By Saeb Rawashdeh - Feb 20,2024 - Last updated at Feb 20,2024

A view of the 2012 excavations at Tor Al Tareeq (Photo courtesy of Maysoon Al Nahar)

AMMAN — Wadi Hasa is one of the most southern wadis between the Dead Sea and the Central Plateau. In most recent times, Wadi Hasa is a popular destination for hikers and adventure tourists, while in prehistoric time it has been a home for numerous settlements. The valley, which is 25 kilometres long, was a base for settlements and a corridor for population movement during history. The sites span periods from the Lower Palaeolithic period until the Ottoman era.

Tor Al Tareeq is one of these sites and dates back from the Early to Middle Epipalaeolithic periods. The site is located along a slope below a collapsed rock shelter and fossil spring deposit and it covers about 812 square metres. The area today receives between 100 and 200 millimetres of rainfall per year and during the late Pleistocene, the site was situated on the shore of a mildly alkaline lake. By the time of the early Epipalaeolithic occupation (ca. 15,000- 13,000BC), the lake was characterised by paludal conditions (marsh environment), indicating a low energy depositional environment. 

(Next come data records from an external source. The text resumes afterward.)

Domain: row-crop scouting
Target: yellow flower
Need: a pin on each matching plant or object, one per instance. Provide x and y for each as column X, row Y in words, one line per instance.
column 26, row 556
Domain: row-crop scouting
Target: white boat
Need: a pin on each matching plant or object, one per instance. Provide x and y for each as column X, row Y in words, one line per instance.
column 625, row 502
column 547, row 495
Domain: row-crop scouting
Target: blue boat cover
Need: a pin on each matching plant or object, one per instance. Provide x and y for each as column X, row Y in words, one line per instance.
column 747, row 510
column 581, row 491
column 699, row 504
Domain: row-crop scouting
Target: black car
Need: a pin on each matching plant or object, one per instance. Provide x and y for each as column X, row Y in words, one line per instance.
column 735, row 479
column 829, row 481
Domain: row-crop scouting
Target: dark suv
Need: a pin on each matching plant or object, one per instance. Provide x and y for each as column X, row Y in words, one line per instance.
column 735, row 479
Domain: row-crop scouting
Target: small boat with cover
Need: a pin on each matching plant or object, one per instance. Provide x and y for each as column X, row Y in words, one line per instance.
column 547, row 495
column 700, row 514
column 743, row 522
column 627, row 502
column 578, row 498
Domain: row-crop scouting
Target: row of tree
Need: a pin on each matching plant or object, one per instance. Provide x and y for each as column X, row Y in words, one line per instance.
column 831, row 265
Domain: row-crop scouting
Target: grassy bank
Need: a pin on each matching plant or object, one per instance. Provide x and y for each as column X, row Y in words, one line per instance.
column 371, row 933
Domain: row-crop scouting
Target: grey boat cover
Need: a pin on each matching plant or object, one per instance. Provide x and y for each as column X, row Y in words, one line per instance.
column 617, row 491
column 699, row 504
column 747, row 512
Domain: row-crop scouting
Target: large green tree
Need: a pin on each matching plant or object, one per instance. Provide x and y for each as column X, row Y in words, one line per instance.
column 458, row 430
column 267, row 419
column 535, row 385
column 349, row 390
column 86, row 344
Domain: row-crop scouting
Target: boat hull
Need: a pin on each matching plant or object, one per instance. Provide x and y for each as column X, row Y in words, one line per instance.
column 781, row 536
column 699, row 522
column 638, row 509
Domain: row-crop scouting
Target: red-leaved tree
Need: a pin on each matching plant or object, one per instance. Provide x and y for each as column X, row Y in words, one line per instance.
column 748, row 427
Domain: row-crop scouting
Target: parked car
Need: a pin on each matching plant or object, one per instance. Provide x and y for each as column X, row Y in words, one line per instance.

The high density of lithic material in distinct strata indicates that the site was occupied multiple times. 

“The major part of the occupation appears to represent an early phase of the Levantine Epipalaeolithic, based on techno-typological indicators [narrow backed bladelets and microburins] and the radiocarbon dates that range between 14,000 and 13,000BC,” noted the scholar Geoffrey Clark, adding that excavations from the 1980’s were renewed in 1992 to refine the definition of the various occupational episodes.

Tor Al Tareeq was a base camp with the long temporal span of occupation (possibly representing repeated occurrences over several thousand years), and in all likelihood that natural processes (especially erosion) have artificially increased the size of the site. The question of whether the portion of architecture exposed is associated with the main occupational sequence, Clark continued, adding that the site represents a semi-sedentary locality (ephemeral site) or it was the result of numerous, short-term occupations during several thousand years. 

Moreover, the evidence suggests that the site was not occupied for long, continuous spans of time. This evidence includes the high density of artifactual debris, as well as the different ages and placement of the hearths and the relatively informal nature of their construction, he underlined.

“Long-term occupants would have presumably invested greater time and effort in constructing site structures like huts and hearths. The lone architectural feature cannot be firmly associated with the early Epipalaeolithic levels,” Clark said, adding that aside from this rock alignment, no evidence for long-term occupation, such as living surfaces, houses or burials, was identified.

The informal, expedient nature of many of the ground stone tools points out to a higher degree of group mobility and an ephemeral site.

However, some evidence that might support a longer-term occupation is the formation of the dark organic levels, probable waste-like deposits given the absence of any features. These areas are characterised by high densities of bone and lithic debris, but the rate at which this material accumulated is unknown and it is possible that they resulted from intensive short-term or seasonal occupations, the archaeologist said.

“A particularly important factor for understanding the Epipalaeolithic settlement in the Wadi Hasa is the large lake in the eastern end of the drainage, Clark said, adding that the presence of this lake and associated springs would have made settlement along its shoreline attractive, especially during more arid intervals. In addition to the lake-margin environment, fauna and pollen indicate the presence of steppe-adapted species along with some woodland. 

Regarding fauna, resources available to foragers in the eastern Hasa would include aquatic fowl, amphibians, fish and terrestrial species, all concentrated in the marshes and ponds found around the shores of the lake, Clarke pointed out.

Other animals were tortoise, gazelle, horse, ibex and zebra.

“The presence of ‘site furniture’ in the form of ground stone tools reinforces the notion that plant resources in the site vicinity might have played a significant role in repeated visits to the area. Fresh water from the spring also would have been a powerful attraction,” Clark underlined, adding that the ecological factors that constrain forager adaptations in the arid environments to the west and south are different from those of inland lake basins.